>I have some domains that are worried about false positives.  I am
>sending all rejects to an email that I monitor.  I also wanted to know
>if senders get a "reject" message back to let them know that their mail
>didn't go through.

You can see in the session transcript messages that the senders get a 4xx 
or 5xx error msg. If their return path is valid and their MTA is working, 
they will see the reject in a short a time as 1 minute.

>How does everyone handle this?

False positives are generally a tiny, but sometimes persistent pb, esp 
after you implement a new filter technique, like the recent SAV.

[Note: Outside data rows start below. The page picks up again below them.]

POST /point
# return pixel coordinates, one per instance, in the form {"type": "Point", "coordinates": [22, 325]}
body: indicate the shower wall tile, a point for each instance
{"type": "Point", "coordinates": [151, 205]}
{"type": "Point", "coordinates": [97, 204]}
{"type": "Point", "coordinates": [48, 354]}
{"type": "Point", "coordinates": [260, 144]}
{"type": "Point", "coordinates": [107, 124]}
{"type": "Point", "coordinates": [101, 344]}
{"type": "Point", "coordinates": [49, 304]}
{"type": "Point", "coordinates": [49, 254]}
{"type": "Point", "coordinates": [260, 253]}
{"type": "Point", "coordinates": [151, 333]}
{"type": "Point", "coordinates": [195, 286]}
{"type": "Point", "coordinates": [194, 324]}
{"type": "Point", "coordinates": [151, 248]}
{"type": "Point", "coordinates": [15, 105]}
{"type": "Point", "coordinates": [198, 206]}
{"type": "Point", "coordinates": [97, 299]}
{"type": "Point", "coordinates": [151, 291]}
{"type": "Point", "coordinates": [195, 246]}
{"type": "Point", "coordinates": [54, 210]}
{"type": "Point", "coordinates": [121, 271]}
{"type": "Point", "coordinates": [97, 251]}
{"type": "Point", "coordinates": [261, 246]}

If your clients are worried about false positives from known senders, then 
have them tell you what domains those are so you can whitelist the sending 
ip's.

If your clients are worried about false positives from unknown senders, 
then it's hard to impossible to eliminate false positives.  But the problem 
is manageable and acceptable if your clients appreciate your spam-stopping 
efforts, the nature of false positives, and how quick and easy it is to 
whitelist.

You could send them a (necessarily frequent) report of all rejects by 
domain showing from/to, but I guess that would drive them nutz, and then 
you nutz, as they start questioning every damn reject as maybe false and 
asking you to whitelist it so they can see, and then "ah, no, that's crap 
please unwhitelist it".  The anxiety and aggro would be intolerable for 
healthy people.

So, if they want filtering, give it to them and on your terms ("some itty 
bitty amount of false positives always exist, but we can whitelist quickly 
and easily".)

If they're nervous about false positives, then let everything through to 
their domains so the nuttiness is confined to them, and you can do your job.

Anything in between gets real hard to manage real quick.

btw, that's just the way IMGate works.  There are quite a few other 
viciously defended mail-abuse management approaches  (including, in all 
seriousness, "dump everything on the user" and "spam costs nothing, why 
block it?") that could be more suitable to your clients.